I am doing log analysis using Filebeat (1.2) -> logstash(2.3) -> Elasticsearch (2.3)
I have 4 filebeat instances, 4 logstash instances (6 cores each) , and Elasticsearch cluster (8 cores, 64G RAM) of 2 nodes
In Filebeat.yml logstash setting is as such:
filebeat:
prospectors:
-
paths:
- /var/log/filebeat//.json
encoding: utf-8
input_type: log
ignore_older: 10m
scan_frequency: 1s
exclude_lines: ["^$"]
spool_size: 3072
registry_file: .filebeat
output:
logstash:
enabled: true
hosts: ["logstash1:5044","logstash2:5044"]
worker: 8
loadbalance: true
index: elkstats_record
Logstash’s Elasticsearch output setting is like this
elasticsearch {
hosts => ["node1", "node2"]
index => "records_%{+YYYY.MM.dd}" # generate 1 index every month
template_name => "template"
document_id => "%{[@metadata][computed_id]}" # set documented
workers => 2
flush_size => 3500
}
Logstash host environment variable for heap size is set to $LS_HEAP_SIZE = 2048M
Normally, if the traffic is 3000-4000 msg/sec, when the traffic exceeds 6000-7000 msg/sec, logstash side will have these repeated messages:
CircuitBreaker::rescuing exceptions {:name=>"Beats input", :exception=>LogStash::Inputs::Beats::InsertingToQueueTakeTooLong, :level=>:warn}
Beats input: The circuit breaker has detected a slowdown or stall in the pipeline, the input is closing the current connection and rejecting new connection until the pipeline recover. {:exception=>LogStash::Inputs::BeatsSupport::CircuitBreaker::HalfOpenBreaker, :level=>:warn}
In system monitor tool, it shows logstash instance uses 50 - 80% of the cpu during the high traffic hours, but only 800MB RAM.
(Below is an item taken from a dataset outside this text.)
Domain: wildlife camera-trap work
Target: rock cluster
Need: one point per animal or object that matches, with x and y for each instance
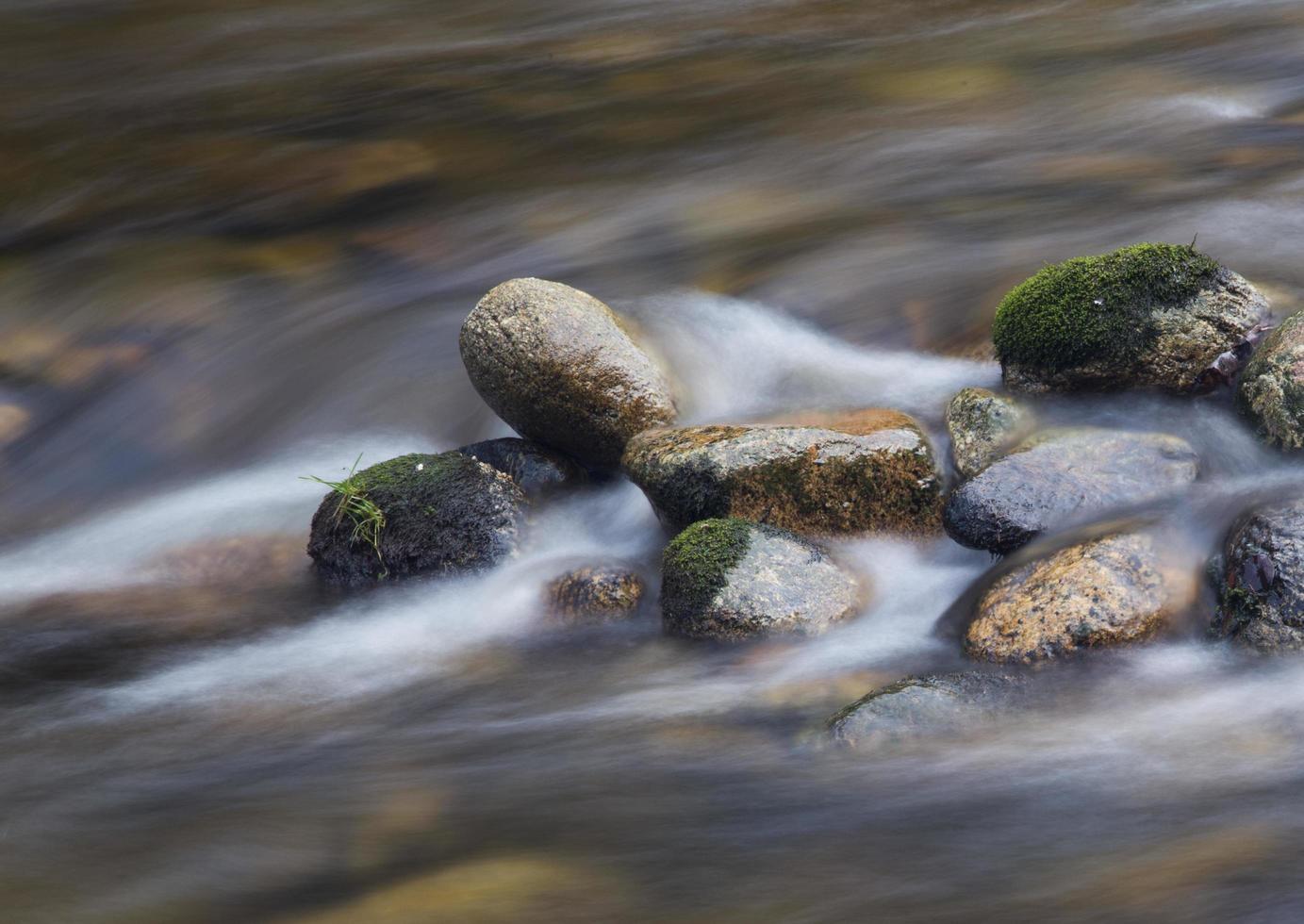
(752, 501)
(824, 474)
Elasticsearch side does not have obvious resource shortage. CPU usage is 15%-26%, memory usage is 26%
On elasticsearch error logs, it shows: org.apache.lucene.store.AlreadyClosedException, I have more details in this link
It looks like logstash is not processing messages fast enough, and filebeat takes long time to insert to logstash's queue. Then we end up losing the messages which are not inserted from filebeat to logstash queue.
Is there any way to tune logstash or filebeat (flush_size, workers) so that Logstash will process messages faster?
Also how to let logstash make use of all the LS_HEAP_SIZE of 2G to cache the unprocessed messages, instead of only 800MB?
Is there any other way to prevent logstash from losing messages?